W końcówce spotkania z Ruchem Radzionków bramka Pawła Zawistowskiego pokazała, że warto przychodzić na spotkania bydgoskich piłkarzy. Emocje do ostatnich minut, mnóstwo sytuacji podbramkowych i otwarta gra - to to, co kibice lubią najbardziej. Wcześniej małe horrory były także w pojedynkach z Sandecją Nowy Sącz i Olimpią Grudziądz.
W grze podopiecznych Janusza Kubota widać jednak jeszcze spore braki. Zwłaszcza w ataku i w rozegraniu piłki. Jednak atmosfera w szatni jest naprawdę niezła, a piłkarze po meczu skandowali - "W sobotę wszyscy na Flotę". Po trafieniu Pawła Zawistowskiego była też kołyska dla jednego z kolegów.
- Gramy całym zespołem do końca o trzy punkty i ten cel realizujemy - odpowiada Paweł Zawistowski. - Zależało nam na trzech oczkach, bowiem to nas bardzo zbliżało do czołówki. Jeśli chodzi o tendencje wzrostową, to jesteśmy na piątym słupku.
Bardzo źle swój kolejny wyjazd do Bydgoszczy będą wspominać piłkarze Ruchu. Wśród nich zagrał mający duże związki z Zawiszą wysoki napastnik - Marcin Krzywicki. - Chciałem się tutaj pokazać z jak najlepszej strony, ale przegraliśmy naprawdę pechowo. Mimo dobrej gry wyjechaliśmy z Bydgoszczy bez punktów - tłumaczył Krzywicki.
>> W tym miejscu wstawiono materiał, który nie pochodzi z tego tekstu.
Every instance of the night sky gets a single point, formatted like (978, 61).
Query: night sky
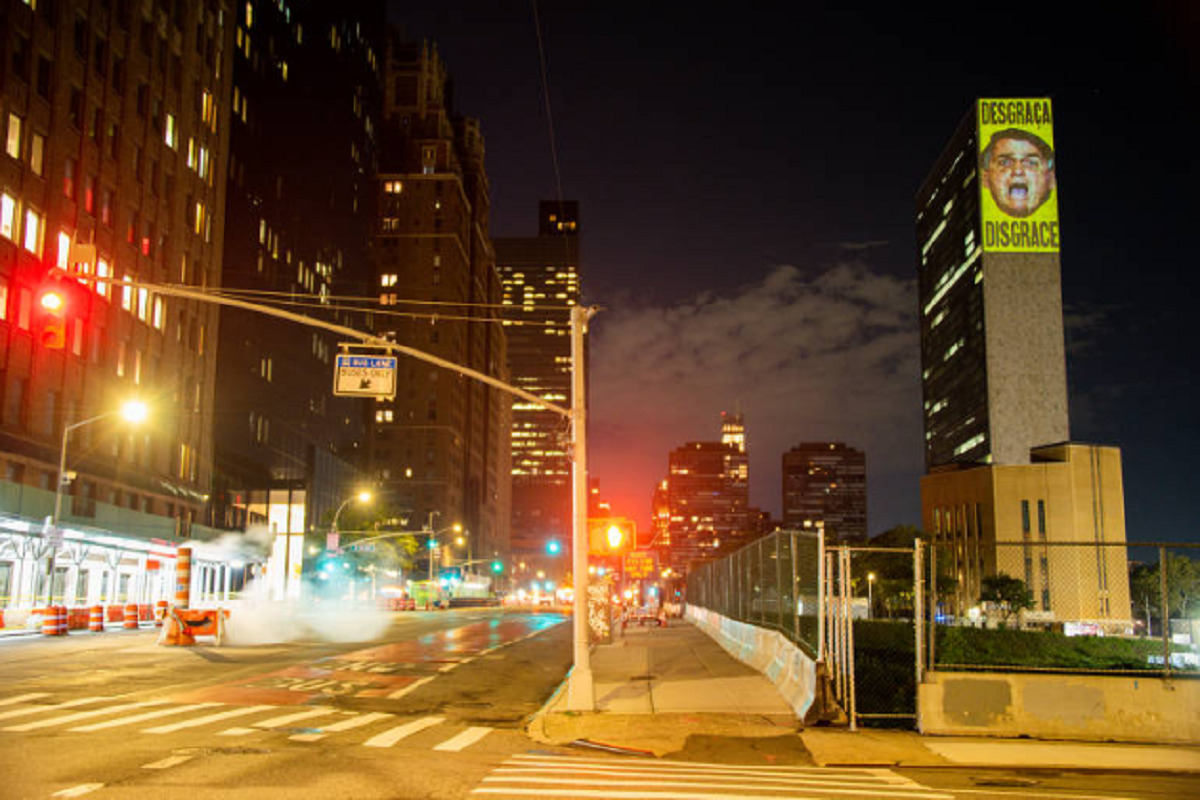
(745, 181)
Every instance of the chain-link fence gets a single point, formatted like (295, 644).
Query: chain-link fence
(772, 582)
(1038, 605)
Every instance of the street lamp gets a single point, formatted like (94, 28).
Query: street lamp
(132, 411)
(870, 585)
(361, 497)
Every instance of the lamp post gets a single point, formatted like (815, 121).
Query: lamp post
(132, 411)
(361, 497)
(870, 585)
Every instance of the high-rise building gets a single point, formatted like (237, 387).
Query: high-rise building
(994, 373)
(441, 446)
(541, 282)
(825, 486)
(994, 377)
(707, 495)
(304, 125)
(115, 128)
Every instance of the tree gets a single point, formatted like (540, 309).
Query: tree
(1182, 585)
(1006, 591)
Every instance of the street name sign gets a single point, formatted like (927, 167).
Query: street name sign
(365, 376)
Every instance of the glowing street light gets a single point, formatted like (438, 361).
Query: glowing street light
(870, 585)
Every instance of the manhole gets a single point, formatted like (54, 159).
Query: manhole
(222, 751)
(1009, 782)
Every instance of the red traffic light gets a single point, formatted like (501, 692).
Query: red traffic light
(611, 535)
(52, 324)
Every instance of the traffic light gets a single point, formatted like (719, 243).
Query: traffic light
(611, 535)
(52, 322)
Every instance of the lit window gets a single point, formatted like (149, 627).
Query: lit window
(102, 271)
(33, 232)
(12, 146)
(37, 154)
(64, 253)
(7, 215)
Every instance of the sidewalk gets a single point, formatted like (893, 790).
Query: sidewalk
(655, 687)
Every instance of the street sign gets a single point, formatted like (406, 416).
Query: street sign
(365, 376)
(640, 564)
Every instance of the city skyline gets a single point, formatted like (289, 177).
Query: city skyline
(767, 190)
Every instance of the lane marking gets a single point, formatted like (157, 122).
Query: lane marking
(22, 698)
(731, 782)
(288, 719)
(413, 686)
(141, 717)
(211, 717)
(237, 732)
(76, 791)
(348, 725)
(713, 771)
(609, 794)
(465, 739)
(82, 715)
(39, 709)
(167, 763)
(389, 738)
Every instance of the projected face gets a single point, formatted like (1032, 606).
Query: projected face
(1019, 174)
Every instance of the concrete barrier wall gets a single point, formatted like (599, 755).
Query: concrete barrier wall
(1091, 708)
(768, 651)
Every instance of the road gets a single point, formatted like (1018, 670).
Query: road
(433, 707)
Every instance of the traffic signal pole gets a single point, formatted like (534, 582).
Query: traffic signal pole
(580, 691)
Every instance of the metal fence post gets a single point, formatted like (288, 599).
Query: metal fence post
(822, 601)
(1165, 611)
(933, 603)
(796, 600)
(779, 583)
(918, 609)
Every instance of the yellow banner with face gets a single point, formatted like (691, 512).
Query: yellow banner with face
(1018, 187)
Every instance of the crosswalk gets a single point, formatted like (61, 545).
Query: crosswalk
(621, 779)
(157, 717)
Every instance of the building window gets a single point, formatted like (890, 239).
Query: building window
(12, 143)
(34, 223)
(7, 215)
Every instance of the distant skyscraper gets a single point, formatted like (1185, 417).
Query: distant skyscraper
(441, 447)
(994, 372)
(541, 282)
(303, 150)
(825, 485)
(1003, 482)
(707, 495)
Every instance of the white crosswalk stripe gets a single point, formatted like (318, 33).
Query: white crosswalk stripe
(378, 728)
(81, 715)
(629, 779)
(389, 738)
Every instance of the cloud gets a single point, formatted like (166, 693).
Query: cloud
(805, 356)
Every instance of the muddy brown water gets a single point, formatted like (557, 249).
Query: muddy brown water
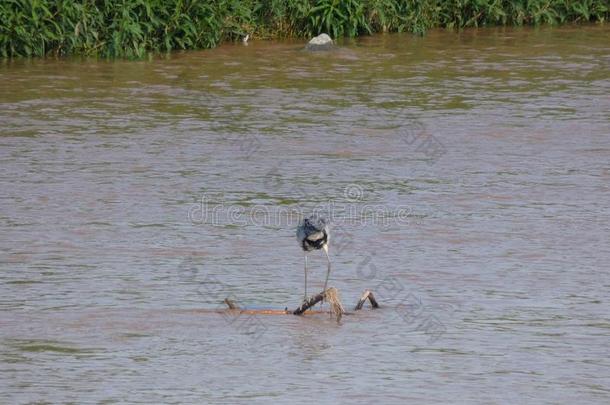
(466, 175)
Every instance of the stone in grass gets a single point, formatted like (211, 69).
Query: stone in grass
(320, 43)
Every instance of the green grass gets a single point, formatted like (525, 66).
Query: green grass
(134, 28)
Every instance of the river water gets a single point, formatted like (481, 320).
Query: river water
(466, 176)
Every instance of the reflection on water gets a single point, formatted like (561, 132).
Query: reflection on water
(492, 287)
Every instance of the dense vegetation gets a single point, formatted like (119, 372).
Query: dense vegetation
(133, 28)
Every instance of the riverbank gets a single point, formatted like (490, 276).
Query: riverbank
(133, 28)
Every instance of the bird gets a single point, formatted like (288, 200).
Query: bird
(313, 234)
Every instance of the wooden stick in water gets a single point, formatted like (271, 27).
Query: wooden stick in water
(366, 295)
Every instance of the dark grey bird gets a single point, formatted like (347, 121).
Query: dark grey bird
(313, 234)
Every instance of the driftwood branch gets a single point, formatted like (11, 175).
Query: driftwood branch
(231, 304)
(331, 295)
(310, 302)
(366, 295)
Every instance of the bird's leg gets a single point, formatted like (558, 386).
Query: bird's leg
(327, 271)
(305, 297)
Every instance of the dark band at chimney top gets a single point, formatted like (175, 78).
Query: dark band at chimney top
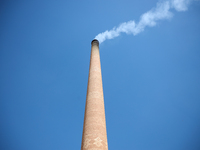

Na koniec jedna ciekawostka. Bydgoszczanie piłkarską jesień mają kończyć listopadową potyczką z Termaliką Bruk-Bet Nieciecza. Na Gdańskiej zanosi się jednak na dodatkowe spotkanie. Z powodu kłopotów z boiskiem 29 października na stadionie Zawiszy chce zagrać Piast Gliwice.